Book review: Between Two Hells: The Irish Civil War

Diarmaid Ferriter’s new history of the Irish Civil War seeks to get at the human experience and day-to-day texture of the war and its aftermath. In Between Two Hells, combat itself is skimmed over quickly. Other books have dealt with the strictly military side of things, but Ferriter has other interests. He has delved into the primary sources and found out what people thought and how people felt about the war, how they experienced military life, internment, hunger strikes, etc.

The first half of the book follows the course of the Civil War from its origins in the Treaty to the ‘dump arms’ order given by the Republican leadership less than a year after hostilities began. The second half of the book deals with the war’s legacy right up until today. The book is heavy on personal stories and experiences, all in the framework of an engaging narrative.

The book doesn’t pull its punches on the Republican side – they funded their cause through hundreds of robberies even before the war broke out; the leaders were long on incoherent romanticism, short on plans; some of the rank-and-file committed terrible atrocities.

But it’s the emerging Free State government who come across as despicable. Their army was ill-disciplined and drunk. O’Daly, the commander of the force which committed the Ballyseedy massacre, was also responsible for other atrocities. After the war he lived out his life in prosperity and comfort. The Free State government kept up a barrage of sexist insults against women Republican activists and rejected any possibility of a peace treaty.

‘If we have to exterminate ten thousand Republicans,’ declared Cosgrave, ‘the three millions of our people is bigger than this ten thousand.’ The mathematics are beyond reproach, but the grammar leaves something to be desired, and the ethics are bankrupt. Needless to say, at no point were ‘the three millions’ in danger of extermination at the hands of Eamon De Valera.
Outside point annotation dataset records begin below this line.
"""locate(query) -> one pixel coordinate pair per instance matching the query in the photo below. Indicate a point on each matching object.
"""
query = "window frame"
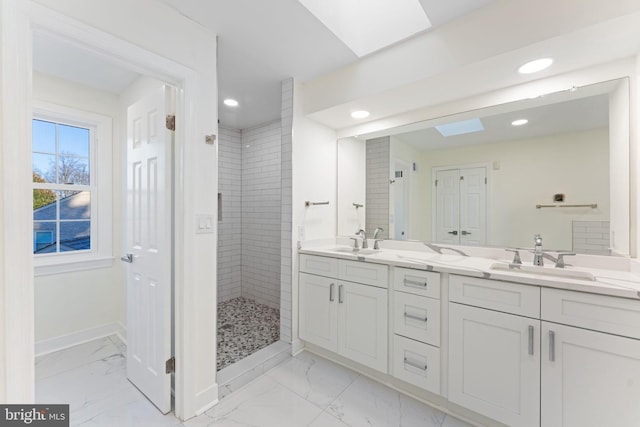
(100, 165)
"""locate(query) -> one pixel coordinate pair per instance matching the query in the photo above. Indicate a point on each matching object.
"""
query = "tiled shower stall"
(254, 235)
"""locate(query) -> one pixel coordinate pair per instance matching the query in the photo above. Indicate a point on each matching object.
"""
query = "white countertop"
(612, 275)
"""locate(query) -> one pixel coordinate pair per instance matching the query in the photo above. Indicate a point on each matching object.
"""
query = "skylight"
(460, 128)
(369, 25)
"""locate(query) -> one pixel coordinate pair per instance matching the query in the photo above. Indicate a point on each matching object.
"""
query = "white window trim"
(101, 253)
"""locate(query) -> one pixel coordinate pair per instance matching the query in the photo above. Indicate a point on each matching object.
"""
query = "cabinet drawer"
(598, 312)
(361, 272)
(416, 282)
(417, 363)
(322, 266)
(496, 295)
(417, 317)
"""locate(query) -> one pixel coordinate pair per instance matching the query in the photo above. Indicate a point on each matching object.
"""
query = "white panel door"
(448, 206)
(473, 206)
(494, 364)
(318, 301)
(589, 379)
(363, 324)
(149, 245)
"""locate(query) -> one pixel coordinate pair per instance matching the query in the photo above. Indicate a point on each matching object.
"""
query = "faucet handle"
(516, 256)
(560, 262)
(355, 243)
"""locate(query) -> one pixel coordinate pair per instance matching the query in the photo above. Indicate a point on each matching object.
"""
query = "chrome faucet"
(362, 234)
(538, 256)
(376, 241)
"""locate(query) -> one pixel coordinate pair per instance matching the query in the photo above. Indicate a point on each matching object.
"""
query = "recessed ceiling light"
(460, 128)
(360, 114)
(535, 66)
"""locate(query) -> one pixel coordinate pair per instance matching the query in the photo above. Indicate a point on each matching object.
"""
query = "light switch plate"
(205, 224)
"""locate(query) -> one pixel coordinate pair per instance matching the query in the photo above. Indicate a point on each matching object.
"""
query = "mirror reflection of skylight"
(369, 25)
(460, 128)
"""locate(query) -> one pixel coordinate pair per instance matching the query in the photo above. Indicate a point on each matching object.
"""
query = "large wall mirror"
(482, 178)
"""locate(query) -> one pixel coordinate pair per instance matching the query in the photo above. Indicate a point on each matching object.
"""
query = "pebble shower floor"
(244, 327)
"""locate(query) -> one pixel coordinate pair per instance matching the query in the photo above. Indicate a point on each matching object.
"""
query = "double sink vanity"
(470, 332)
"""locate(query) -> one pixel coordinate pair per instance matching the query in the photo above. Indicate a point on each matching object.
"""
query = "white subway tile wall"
(591, 237)
(261, 213)
(230, 227)
(286, 279)
(377, 178)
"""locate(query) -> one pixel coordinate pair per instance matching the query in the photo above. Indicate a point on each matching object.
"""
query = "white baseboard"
(65, 341)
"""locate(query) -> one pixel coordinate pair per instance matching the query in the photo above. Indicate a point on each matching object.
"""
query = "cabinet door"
(362, 322)
(494, 364)
(589, 379)
(318, 302)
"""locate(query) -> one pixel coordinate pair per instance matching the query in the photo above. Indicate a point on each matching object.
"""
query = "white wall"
(313, 177)
(351, 181)
(530, 172)
(619, 167)
(73, 302)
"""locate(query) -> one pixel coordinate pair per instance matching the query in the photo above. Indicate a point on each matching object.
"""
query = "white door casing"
(149, 242)
(447, 206)
(473, 206)
(461, 206)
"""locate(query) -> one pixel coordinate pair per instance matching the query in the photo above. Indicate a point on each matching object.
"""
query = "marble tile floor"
(244, 327)
(305, 390)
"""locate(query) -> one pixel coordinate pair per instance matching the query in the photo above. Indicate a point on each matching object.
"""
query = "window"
(71, 200)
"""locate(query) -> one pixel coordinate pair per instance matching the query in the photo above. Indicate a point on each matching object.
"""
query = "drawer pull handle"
(417, 365)
(415, 283)
(414, 317)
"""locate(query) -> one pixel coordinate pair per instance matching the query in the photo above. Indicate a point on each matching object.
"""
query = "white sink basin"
(348, 250)
(544, 271)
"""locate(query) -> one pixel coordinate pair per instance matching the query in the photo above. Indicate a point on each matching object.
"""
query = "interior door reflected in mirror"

The total fatalities of the war were closer to one than to ten thousand – maybe 1500 in all. Ferriter acknowledges that compared to the Finnish Civil War, we got off lightly (36,000 killed in  just 5 months in a population similar in size to that of Ireland). But the three millions, who had exhibited such revolutionary energy in the years 1913-1923, were demoralised, even crushed, and left with deep scars.

The pension archives have proved to be a gold mine for historians and that is reflected in this book. The applications have revealed a wealth of personal stories, often tragic and harrowing. 82,000 people made applications for pensions for their military service during the revolutionary period. By 1960 only 18,000 had received a pension, and many claimed that the pensions went to those who had connections, not necessarily those who had risked their lives.

While there are many fascinating stories and valuable insights in the second half of the book, it has less momentum than the first half. It appears to be part of a trend of focusing on how history has been commemorated as opposed to the events themselves. Readers might expect a single chapter, not a whole half of the book, to be devoted to the war’s legacy.

Ferriter has done a great job of tracing the subsequent histories of many participants in the war and their families – from the ‘big names’ to obscure individuals maimed, traumatised or killed. That’s where the pensions archive in particular comes into its own. In places the toll of trauma and misery becomes relentless, with an element of repetition, and pointing toward no clear conclusion. But this is no doubt a feature rather than a bug – the author wants to hammer home a phenomenon that’s been overlooked. When we talk about war, we don’t think about the soldier who spent a night searching in a river for the body of his dead friend and ended up contracting a life-long illness. We don’t know about the 80-100 veterans of the Free State army who could be found sleeping rough in the Phoenix Park on an ordinary night in 1925. It’s not heroic or edifying but it’s true.

Between two hells: the Irish Civil War by Diarmaid Ferriter, published by Profile Books, 2021.